In response to When the Student Worships the Teacher I was asked how a teacher might tell if a student’s worship is standing in the way of their learning. The implication is that we as teachers examine the student to see whether the student’s learning is blocked by worship and if so we do something about it.
This is perfectly sensible from the point of view where the student is learning, as though traveling from one point to another, and the teacher is already at the destination. That is, teacher as source of knowledge and student as receiver. But a teacher of depth and excellence is themselves traveling and learning. Moving.
We teach through who we are, so we are the first place to look for the answer to this question, not the student. This may seem counter intuitive. After all, the student is the one doing the worship. How is this question answered by looking at the teacher?
At the moment when student worship touches us, catches us, affects us, who are we? Is the student’s worship a barrier to their learning at that very moment? Well, at that moment, what are we teaching?
I have said: listen to the student and they will tell us what we need to know to teach them. That is, if we can hear them. If the voices of our past, our teachers, our own beliefs and fears all drown out the student’s voice, what are we hearing?
To discover whether worship or adoration is a barrier, look and listen, first to the parts inside ourselves where this tangles emotion, provokes insecurity, touches ego, pulls us off balance.

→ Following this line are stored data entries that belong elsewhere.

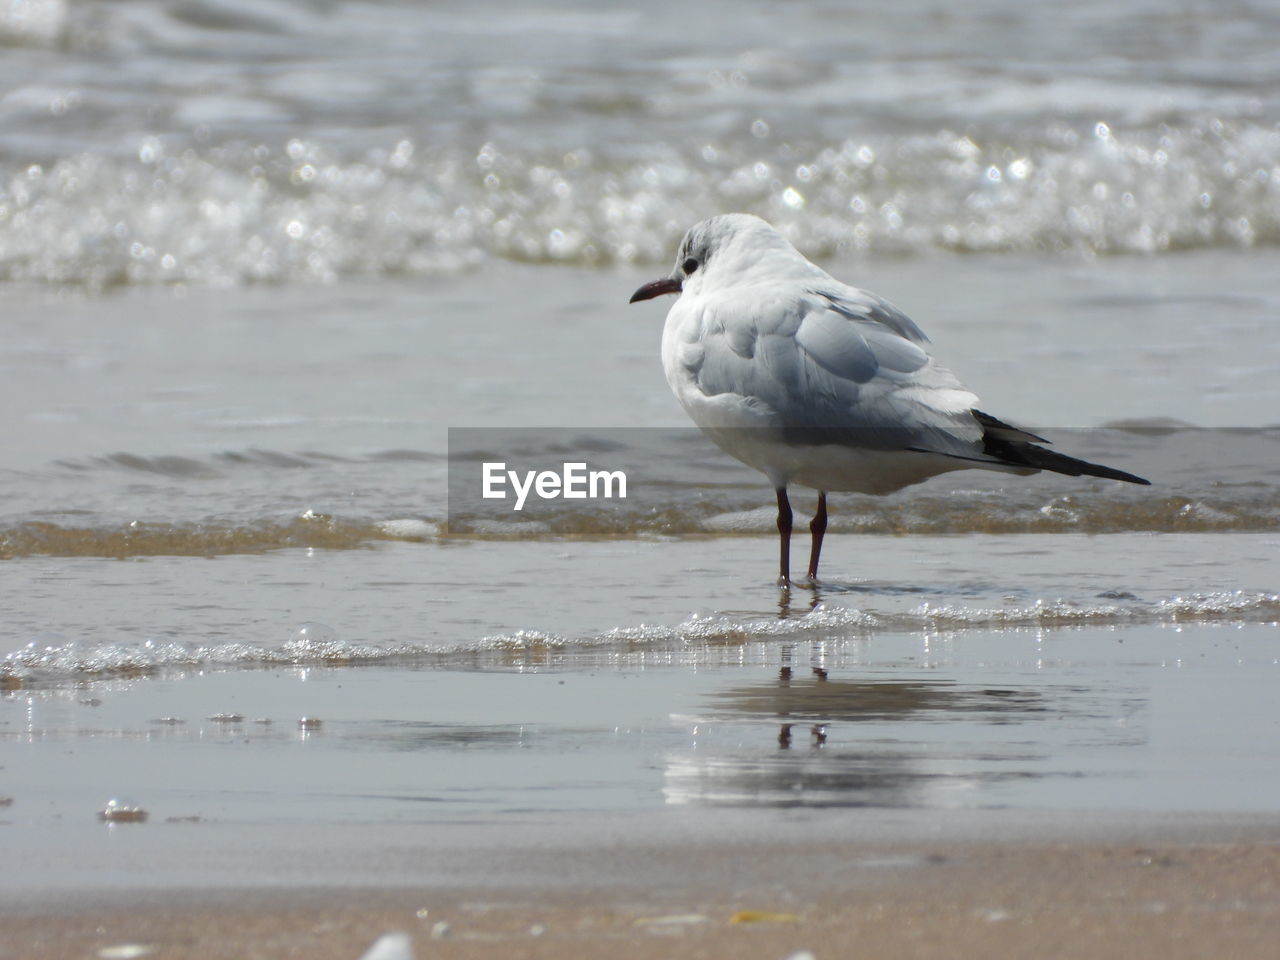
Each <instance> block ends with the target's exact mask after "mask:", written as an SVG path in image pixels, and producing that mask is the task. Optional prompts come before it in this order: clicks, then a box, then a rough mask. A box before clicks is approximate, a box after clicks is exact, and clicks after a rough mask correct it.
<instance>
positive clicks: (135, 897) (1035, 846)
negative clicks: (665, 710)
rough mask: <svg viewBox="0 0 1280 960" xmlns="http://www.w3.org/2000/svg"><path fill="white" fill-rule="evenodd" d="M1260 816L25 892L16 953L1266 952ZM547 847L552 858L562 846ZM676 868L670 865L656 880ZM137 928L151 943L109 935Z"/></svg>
mask: <svg viewBox="0 0 1280 960" xmlns="http://www.w3.org/2000/svg"><path fill="white" fill-rule="evenodd" d="M1245 833H1248V835H1253V836H1249V837H1247V836H1242V833H1240V831H1220V829H1189V831H1185V832H1184V833H1183V837H1181V838H1171V837H1170V836H1167V835H1166V832H1164V831H1161V832H1160V833H1158V835H1151V833H1147V832H1144V831H1135V832H1134V833H1133V836H1132V838H1130V840H1121V838H1119V837H1112V838H1107V840H1100V838H1093V837H1091V838H1083V840H1080V838H1078V840H1071V841H1066V842H1043V841H1028V840H1015V841H989V840H987V841H979V840H960V841H955V840H945V841H938V842H919V841H915V842H910V841H902V842H899V841H891V842H863V841H858V842H849V841H832V842H824V841H822V840H820V838H815V840H813V841H808V842H803V844H776V842H771V841H764V842H756V841H751V842H745V844H732V845H726V844H722V842H716V844H709V845H695V846H682V845H677V846H669V845H660V846H658V847H653V849H636V850H609V849H605V847H595V849H593V850H586V851H577V852H576V856H586V858H589V859H593V860H595V863H594V864H593V869H602V870H604V872H605V873H611V872H612V874H613V877H614V882H612V883H609V884H607V886H573V884H572V883H570V884H566V883H564V882H563V879H562V877H563V874H562V876H561V878H559V879H558V878H557V877H554V876H549V877H548V883H547V886H545V887H543V888H536V887H534V886H531V884H524V886H518V887H506V886H503V883H502V879H500V878H499V877H500V876H495V877H494V878H493V882H492V883H477V884H475V886H454V887H442V886H435V887H422V888H413V887H397V888H384V890H379V888H370V887H357V888H349V890H348V888H337V887H330V888H312V890H255V888H252V887H248V886H246V887H243V888H239V890H234V888H230V890H212V891H210V890H205V891H200V890H188V891H163V892H145V893H136V895H129V893H128V892H124V891H118V892H113V893H111V895H110V896H104V895H101V893H99V895H95V897H93V899H90V900H82V899H78V897H76V896H73V895H59V896H58V897H55V899H51V900H49V901H44V902H35V901H28V902H27V904H26V905H24V906H20V908H18V909H14V908H13V905H10V906H9V909H8V910H6V911H5V915H3V916H0V931H3V937H0V956H4V957H10V956H12V957H28V959H31V960H46V959H47V960H55V959H61V957H87V956H104V957H110V956H128V955H133V956H152V957H157V959H159V957H192V959H196V960H202V959H205V957H209V959H210V960H211V959H214V957H317V959H321V957H335V959H342V960H356V957H360V956H361V955H362V954H364V951H365V950H367V947H369V946H370V945H371V943H372V942H374V941H375V940H378V937H380V936H383V934H384V933H388V932H393V931H399V932H406V933H408V934H410V936H411V938H412V942H413V948H415V955H416V956H452V957H552V956H580V957H591V956H603V955H605V954H608V955H609V956H612V957H701V956H733V957H745V959H751V957H762V959H764V957H778V959H780V960H781V957H790V956H792V955H794V954H796V952H799V951H805V950H808V951H812V952H813V955H814V956H817V957H836V956H895V957H933V956H951V957H992V956H1032V955H1039V956H1053V957H1082V959H1083V957H1092V959H1097V957H1161V960H1169V959H1170V957H1184V956H1185V957H1203V956H1231V957H1270V956H1274V951H1275V945H1276V942H1280V829H1275V828H1266V827H1254V828H1251V829H1248V831H1245ZM630 863H634V864H636V870H635V873H634V877H636V878H637V879H632V878H631V877H630V876H628V873H627V867H628V864H630ZM548 864H549V867H550V869H552V872H556V868H557V863H556V856H554V855H552V856H549V858H548ZM842 864H844V867H841V865H842ZM566 873H572V869H570V870H567V872H566ZM660 873H666V874H667V876H668V877H669V883H666V884H663V883H655V882H654V879H653V878H654V876H658V874H660ZM129 945H136V946H138V947H142V948H143V951H141V952H140V951H134V952H132V954H129V952H128V951H120V950H116V951H115V952H113V951H111V948H113V947H128V946H129ZM104 950H105V951H106V952H101V951H104Z"/></svg>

This is the territory to explore. To explore, not to conquer. If we treat this as a challenge to overcome, we will look with an eye to make changes and not see it clearly. To look without intending to alter is the only way to see a thing for what it is. This territory – these parts of ourselves – can confuse us, but can also be part of our teaching. How do we know what is what if we do not look first?

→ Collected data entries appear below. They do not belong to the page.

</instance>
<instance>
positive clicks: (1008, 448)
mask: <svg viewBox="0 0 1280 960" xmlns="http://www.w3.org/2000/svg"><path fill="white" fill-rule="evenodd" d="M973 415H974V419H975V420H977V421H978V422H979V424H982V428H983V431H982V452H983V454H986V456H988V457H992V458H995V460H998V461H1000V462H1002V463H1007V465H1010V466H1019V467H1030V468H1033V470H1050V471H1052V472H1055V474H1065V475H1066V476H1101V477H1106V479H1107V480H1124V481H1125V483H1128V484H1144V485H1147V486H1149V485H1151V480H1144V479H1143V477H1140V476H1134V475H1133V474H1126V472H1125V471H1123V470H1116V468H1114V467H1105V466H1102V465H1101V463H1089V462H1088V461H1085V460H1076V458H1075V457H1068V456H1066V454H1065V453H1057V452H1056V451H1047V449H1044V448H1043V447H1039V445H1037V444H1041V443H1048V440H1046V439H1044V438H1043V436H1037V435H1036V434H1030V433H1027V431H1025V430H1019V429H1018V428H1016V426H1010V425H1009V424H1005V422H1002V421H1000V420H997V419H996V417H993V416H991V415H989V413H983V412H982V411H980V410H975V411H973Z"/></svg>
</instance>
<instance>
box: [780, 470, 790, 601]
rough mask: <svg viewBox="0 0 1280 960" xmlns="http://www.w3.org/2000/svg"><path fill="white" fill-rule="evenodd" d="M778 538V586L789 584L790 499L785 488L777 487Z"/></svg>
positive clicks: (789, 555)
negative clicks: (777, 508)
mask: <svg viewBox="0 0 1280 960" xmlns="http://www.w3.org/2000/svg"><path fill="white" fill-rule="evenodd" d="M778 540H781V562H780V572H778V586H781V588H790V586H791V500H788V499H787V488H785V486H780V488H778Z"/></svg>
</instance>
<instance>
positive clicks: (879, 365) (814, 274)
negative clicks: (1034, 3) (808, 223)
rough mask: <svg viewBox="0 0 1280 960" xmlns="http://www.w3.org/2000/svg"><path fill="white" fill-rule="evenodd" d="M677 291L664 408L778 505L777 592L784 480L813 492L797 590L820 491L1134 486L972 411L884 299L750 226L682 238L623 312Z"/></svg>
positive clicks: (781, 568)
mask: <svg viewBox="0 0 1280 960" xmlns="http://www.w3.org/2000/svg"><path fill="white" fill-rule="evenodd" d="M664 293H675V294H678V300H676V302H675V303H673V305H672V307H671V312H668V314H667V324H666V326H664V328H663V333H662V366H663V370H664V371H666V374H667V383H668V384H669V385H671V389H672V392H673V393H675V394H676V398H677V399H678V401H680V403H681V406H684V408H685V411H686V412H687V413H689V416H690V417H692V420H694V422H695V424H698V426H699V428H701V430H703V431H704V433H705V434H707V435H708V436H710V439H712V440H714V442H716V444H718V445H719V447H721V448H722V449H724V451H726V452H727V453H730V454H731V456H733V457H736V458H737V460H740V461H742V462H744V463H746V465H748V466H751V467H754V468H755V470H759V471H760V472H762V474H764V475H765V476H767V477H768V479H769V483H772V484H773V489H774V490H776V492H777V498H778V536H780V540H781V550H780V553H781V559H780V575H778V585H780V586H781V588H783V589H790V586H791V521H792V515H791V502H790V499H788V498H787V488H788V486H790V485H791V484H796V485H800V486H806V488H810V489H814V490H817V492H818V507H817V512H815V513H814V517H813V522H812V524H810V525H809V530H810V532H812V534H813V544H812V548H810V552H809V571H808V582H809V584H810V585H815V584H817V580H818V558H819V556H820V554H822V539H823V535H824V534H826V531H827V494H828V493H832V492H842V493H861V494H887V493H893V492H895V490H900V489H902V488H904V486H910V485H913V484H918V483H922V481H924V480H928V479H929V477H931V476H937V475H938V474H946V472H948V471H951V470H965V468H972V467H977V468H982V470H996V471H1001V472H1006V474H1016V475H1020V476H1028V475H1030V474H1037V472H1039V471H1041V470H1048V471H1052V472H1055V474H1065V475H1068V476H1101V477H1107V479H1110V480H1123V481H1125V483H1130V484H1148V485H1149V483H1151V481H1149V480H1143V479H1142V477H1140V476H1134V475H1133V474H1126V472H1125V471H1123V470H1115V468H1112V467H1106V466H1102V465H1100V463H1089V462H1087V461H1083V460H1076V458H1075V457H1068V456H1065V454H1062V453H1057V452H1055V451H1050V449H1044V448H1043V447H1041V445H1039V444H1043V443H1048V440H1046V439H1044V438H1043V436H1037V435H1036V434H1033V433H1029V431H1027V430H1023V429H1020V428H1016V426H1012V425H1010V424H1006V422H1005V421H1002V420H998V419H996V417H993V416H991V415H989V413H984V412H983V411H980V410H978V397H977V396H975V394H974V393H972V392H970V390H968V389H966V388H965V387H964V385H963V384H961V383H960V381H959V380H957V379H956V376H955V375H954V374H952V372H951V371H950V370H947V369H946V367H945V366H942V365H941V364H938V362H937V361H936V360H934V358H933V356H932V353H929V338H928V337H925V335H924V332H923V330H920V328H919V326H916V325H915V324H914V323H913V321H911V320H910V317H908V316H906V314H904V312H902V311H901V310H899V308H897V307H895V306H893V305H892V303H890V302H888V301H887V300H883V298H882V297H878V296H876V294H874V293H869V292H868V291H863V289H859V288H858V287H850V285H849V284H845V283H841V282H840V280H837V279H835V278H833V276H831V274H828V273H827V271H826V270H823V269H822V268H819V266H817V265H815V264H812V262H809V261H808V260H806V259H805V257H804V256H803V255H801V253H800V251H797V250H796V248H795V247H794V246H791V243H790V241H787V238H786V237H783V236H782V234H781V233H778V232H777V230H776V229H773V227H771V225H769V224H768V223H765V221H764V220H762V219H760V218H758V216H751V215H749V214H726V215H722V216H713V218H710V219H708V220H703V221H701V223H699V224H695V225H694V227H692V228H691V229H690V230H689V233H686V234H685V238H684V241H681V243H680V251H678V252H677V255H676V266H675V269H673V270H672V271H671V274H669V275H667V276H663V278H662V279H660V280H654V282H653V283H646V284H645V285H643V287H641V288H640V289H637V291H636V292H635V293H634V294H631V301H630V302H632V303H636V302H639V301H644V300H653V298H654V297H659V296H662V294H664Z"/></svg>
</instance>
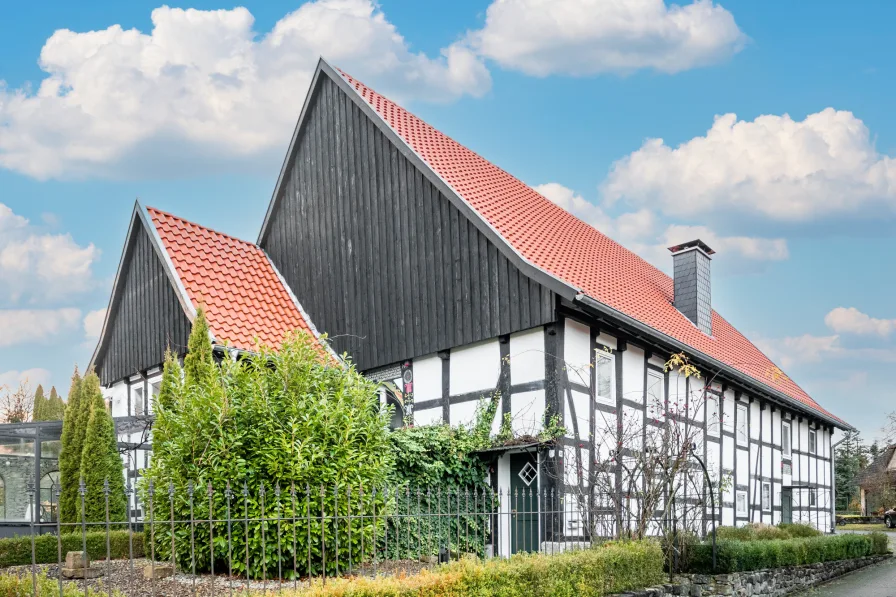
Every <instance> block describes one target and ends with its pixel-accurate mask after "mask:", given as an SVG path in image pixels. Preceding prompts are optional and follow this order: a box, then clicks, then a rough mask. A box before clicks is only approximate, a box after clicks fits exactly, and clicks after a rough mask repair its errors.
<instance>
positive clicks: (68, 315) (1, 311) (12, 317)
mask: <svg viewBox="0 0 896 597" xmlns="http://www.w3.org/2000/svg"><path fill="white" fill-rule="evenodd" d="M79 324H81V311H80V310H78V309H73V308H65V309H3V310H0V348H5V347H9V346H16V345H20V344H31V343H39V342H45V341H46V340H48V339H50V338H52V337H53V336H55V335H57V334H60V333H63V332H68V331H71V330H73V329H76V328H77V327H78V326H79Z"/></svg>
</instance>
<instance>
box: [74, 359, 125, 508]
mask: <svg viewBox="0 0 896 597" xmlns="http://www.w3.org/2000/svg"><path fill="white" fill-rule="evenodd" d="M79 399H80V402H81V408H82V411H84V412H86V411H89V416H88V420H87V427H86V431H85V434H84V445H83V447H82V450H81V472H80V476H81V478H83V479H84V484H85V487H86V493H85V496H84V520H86V521H87V522H102V521H105V520H106V492H105V482H106V481H108V482H109V494H108V496H109V497H108V502H109V504H108V506H109V514H108V516H109V518H108V520H110V521H112V522H119V521H124V520H125V517H126V516H127V497H126V495H125V493H124V466H123V464H122V462H121V456H120V455H119V454H118V436H117V435H116V433H115V422H114V421H113V420H112V415H110V414H109V411H108V410H106V403H105V401H104V400H103V393H102V390H101V389H100V380H99V377H97V375H96V373H93V372H90V373H88V374H87V375H86V376H85V377H84V379H83V380H81V389H80V397H79Z"/></svg>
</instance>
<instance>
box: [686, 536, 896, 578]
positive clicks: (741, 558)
mask: <svg viewBox="0 0 896 597" xmlns="http://www.w3.org/2000/svg"><path fill="white" fill-rule="evenodd" d="M884 540H886V536H885V537H884ZM880 549H883V550H884V551H878V550H880ZM874 553H886V545H885V544H884V545H883V547H881V545H880V540H879V539H872V537H871V536H870V535H823V536H818V537H801V538H795V539H772V540H768V541H735V540H724V541H720V542H719V543H718V546H717V565H716V572H719V573H730V572H746V571H750V570H763V569H766V568H780V567H784V566H801V565H803V564H815V563H819V562H832V561H835V560H848V559H853V558H861V557H864V556H868V555H871V554H874ZM693 554H694V555H693V557H692V558H691V568H690V571H691V572H699V573H710V572H712V545H711V544H710V543H708V542H704V543H701V544H699V545H697V546H695V549H694V551H693Z"/></svg>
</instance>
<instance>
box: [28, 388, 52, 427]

And so, to the question of how a particular student’s worship affects their learning, first ask: how does it affect the teacher? How does it affect the teacher’s hearing? Then we listen to the student for guidance.

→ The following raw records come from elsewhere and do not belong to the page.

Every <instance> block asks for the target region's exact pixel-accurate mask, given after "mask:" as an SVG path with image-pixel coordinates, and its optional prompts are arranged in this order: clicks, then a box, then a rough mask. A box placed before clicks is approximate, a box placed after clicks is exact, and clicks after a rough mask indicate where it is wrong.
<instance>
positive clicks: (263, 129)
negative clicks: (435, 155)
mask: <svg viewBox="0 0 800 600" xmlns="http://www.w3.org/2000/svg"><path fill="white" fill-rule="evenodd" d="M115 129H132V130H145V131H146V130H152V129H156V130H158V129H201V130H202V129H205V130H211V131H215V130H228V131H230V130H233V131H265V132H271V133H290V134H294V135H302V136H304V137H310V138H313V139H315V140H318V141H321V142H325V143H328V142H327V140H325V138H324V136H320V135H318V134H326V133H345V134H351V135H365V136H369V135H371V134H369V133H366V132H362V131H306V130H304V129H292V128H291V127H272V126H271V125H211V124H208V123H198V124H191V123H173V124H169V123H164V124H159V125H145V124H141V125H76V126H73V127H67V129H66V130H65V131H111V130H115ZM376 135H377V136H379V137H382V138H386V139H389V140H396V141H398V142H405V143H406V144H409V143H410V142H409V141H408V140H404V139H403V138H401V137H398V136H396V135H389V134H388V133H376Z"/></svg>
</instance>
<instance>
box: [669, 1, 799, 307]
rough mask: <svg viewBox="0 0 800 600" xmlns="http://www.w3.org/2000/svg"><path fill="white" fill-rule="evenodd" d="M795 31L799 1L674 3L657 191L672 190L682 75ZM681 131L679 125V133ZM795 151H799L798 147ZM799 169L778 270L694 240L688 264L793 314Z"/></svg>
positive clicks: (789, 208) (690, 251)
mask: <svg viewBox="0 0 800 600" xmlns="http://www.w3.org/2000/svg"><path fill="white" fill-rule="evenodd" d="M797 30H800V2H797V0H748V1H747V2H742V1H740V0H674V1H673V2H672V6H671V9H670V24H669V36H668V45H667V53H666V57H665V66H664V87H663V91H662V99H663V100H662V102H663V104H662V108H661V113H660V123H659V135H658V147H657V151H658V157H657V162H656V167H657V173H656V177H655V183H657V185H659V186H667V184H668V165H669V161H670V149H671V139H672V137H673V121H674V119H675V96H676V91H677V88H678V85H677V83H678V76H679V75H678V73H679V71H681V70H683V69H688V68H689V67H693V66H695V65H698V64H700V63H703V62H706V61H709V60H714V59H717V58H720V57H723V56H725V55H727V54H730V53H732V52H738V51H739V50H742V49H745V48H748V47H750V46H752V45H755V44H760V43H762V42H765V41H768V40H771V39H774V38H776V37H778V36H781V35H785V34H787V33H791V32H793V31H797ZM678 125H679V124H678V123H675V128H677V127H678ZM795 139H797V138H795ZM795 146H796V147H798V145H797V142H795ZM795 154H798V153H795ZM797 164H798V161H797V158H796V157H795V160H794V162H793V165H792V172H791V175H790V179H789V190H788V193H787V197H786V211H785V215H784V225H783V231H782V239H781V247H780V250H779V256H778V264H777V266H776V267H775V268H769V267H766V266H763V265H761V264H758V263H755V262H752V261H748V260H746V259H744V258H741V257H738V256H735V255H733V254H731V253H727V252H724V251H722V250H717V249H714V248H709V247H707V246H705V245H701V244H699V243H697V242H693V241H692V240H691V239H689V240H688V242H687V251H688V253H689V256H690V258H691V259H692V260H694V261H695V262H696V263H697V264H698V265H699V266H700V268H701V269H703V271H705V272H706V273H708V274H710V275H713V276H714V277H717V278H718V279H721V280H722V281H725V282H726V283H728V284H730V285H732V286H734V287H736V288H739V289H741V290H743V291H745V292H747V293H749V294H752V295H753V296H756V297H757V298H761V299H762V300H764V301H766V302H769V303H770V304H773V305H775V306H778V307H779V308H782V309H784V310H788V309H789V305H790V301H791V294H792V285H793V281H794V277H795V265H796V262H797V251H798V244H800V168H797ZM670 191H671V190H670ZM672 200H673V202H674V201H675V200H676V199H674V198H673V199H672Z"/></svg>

My offered practice: recall a moment of student worship or adoration, or an echo of this, such as a compliment that took you by surprise. Imagine explaining, as if to a colleague, how this particular student’s action proves you are capable of teaching well, or how it counters some critique you have been given. This imagined conversation is a door to the territory of how student worship affects you, a necessary step in answering this question about the student’s learning.
What I’m hearing is that if I am in reaction to my student’s adoration, their learning is impacted to the degree that it affects my ability to listen well or respond appropriately for the moment. This makes sense to me.